I am so sorry to hear about Jingles. My Honeybear really was our first "child" and it was so hard to be without her. I still miss her but it is not as painful as it once was. People who have never had a dog who lived in the house don't understand the bond that develops and I agree with one old parson, often they are trying to be helpful but end up sounding mean and hurtful. Try not to waste your energy in thinking about their lack of empathy. Jingles had a great life with you and I feel sure she knew that you loved her so much. I wish you comfort and peace.


----------



## Neeko13 (Jul 10, 2010)

Im sorry for your loss of your Jingles.... you are in my thoughts and prayers...


----------



## sophieanne (Feb 4, 2014)

I'm so sorry for the loss of beautiful Jingles.
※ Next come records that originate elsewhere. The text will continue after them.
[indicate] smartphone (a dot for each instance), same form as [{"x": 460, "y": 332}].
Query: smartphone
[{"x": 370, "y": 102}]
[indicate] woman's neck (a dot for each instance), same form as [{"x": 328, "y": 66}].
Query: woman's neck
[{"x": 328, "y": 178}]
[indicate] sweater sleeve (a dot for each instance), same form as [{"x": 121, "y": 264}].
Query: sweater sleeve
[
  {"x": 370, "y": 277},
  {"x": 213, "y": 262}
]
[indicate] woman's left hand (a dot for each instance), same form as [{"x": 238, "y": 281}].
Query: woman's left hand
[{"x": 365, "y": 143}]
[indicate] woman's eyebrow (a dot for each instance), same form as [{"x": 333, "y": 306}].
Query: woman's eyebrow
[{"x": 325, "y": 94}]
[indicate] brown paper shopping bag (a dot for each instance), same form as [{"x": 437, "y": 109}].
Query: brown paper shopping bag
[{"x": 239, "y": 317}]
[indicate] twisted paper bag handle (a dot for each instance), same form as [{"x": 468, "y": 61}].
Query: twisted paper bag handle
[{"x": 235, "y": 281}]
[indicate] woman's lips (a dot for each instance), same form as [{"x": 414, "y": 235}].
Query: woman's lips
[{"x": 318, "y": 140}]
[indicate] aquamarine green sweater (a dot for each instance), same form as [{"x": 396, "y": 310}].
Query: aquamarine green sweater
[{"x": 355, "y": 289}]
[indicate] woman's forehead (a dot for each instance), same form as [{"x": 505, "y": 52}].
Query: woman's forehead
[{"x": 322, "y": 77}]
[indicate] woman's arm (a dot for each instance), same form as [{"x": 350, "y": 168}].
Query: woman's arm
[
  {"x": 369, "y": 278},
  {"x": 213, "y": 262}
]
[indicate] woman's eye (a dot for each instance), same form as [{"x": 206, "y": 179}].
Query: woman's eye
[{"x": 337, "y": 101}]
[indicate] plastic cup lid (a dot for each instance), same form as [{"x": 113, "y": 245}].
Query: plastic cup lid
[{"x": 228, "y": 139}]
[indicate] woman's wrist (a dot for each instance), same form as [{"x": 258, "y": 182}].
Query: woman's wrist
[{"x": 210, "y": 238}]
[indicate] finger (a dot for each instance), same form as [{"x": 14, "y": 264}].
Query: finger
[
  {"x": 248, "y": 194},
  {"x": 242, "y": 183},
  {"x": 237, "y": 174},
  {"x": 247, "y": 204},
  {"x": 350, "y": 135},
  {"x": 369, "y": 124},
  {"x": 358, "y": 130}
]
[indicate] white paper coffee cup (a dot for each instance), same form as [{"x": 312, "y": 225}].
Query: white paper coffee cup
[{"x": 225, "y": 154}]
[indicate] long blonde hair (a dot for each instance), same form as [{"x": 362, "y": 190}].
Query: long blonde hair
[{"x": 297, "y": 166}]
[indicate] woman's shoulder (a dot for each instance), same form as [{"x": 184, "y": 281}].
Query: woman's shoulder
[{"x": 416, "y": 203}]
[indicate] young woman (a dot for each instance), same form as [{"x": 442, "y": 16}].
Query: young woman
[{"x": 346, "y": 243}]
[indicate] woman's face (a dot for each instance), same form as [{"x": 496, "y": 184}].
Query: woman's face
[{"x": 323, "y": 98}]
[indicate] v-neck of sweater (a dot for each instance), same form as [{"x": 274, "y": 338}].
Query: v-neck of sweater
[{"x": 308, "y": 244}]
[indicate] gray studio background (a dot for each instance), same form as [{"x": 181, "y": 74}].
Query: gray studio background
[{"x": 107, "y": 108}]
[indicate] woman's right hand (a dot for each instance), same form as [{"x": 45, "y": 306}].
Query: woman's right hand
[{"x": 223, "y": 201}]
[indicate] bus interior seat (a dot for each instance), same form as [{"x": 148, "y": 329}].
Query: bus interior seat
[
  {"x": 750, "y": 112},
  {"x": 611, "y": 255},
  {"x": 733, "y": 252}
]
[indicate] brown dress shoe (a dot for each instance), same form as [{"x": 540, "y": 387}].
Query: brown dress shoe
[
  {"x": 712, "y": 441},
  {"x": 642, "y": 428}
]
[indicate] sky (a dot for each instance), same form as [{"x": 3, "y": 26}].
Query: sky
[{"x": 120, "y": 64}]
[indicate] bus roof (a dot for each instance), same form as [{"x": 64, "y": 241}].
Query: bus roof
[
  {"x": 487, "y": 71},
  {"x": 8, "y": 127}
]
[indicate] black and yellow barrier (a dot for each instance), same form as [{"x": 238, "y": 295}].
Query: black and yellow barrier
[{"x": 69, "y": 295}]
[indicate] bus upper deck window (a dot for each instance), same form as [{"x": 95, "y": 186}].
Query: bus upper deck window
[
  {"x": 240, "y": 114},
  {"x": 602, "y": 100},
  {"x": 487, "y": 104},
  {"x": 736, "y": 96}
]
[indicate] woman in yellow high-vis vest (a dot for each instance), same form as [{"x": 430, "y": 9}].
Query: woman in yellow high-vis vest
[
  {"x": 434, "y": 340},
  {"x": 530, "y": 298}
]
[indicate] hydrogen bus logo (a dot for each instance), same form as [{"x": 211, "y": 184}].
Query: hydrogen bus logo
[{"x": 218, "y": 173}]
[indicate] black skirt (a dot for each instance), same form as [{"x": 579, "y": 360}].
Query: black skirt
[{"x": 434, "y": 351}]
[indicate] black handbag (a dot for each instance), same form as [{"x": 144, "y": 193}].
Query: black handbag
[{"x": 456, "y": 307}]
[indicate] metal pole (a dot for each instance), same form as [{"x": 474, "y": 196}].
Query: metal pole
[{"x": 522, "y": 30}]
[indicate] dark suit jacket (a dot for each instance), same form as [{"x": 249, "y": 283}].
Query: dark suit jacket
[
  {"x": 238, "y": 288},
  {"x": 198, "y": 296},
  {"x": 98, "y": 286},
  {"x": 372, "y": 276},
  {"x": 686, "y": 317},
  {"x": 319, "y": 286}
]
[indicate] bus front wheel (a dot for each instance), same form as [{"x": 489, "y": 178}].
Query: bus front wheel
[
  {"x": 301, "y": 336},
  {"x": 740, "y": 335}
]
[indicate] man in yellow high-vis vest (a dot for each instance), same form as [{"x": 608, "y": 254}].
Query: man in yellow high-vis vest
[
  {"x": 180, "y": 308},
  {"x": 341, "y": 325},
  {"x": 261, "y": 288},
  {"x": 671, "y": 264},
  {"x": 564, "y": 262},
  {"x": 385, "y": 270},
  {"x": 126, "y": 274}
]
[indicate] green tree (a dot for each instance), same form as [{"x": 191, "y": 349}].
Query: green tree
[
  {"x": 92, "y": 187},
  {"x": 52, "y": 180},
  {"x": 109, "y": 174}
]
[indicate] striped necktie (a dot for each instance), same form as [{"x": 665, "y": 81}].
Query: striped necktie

I remember when you wrote your first post about her. Just remember that she is no longer in pain and is whole again at the bridge. As for insensitive remarks from people, just ignore them. No one knows the loss of a loved pet if they've never had one. Just stay in touch with the supportive people and keep good memories of Jingles. My heart breaks for you and your family and I pray for peace as you go through this difficult time.


----------



## rabernet (Feb 24, 2015)

I'm so sorry for your loss. I had an insensitive manager (not mine) where I worked when I got a call from my vet about a cat of mine who had fibro sarcoma, and called to ask me if he could euthanize him right away because he was in such distress (it was time, I knew it - there was nothing more to be done for him). He advised me that he didn't think that it would be fair to him to wait the 45 minutes it would take for me to get there. I authorized the euthanasia and was in tears. This manager looked at me and said "what are you crying about, it's only a cat!"

What did I do? I decided right then and there that he was not someone I even cared to be friendly with from that point on. I was professional when I "had" to interact with him, but I chose not to have casual conversations with him. 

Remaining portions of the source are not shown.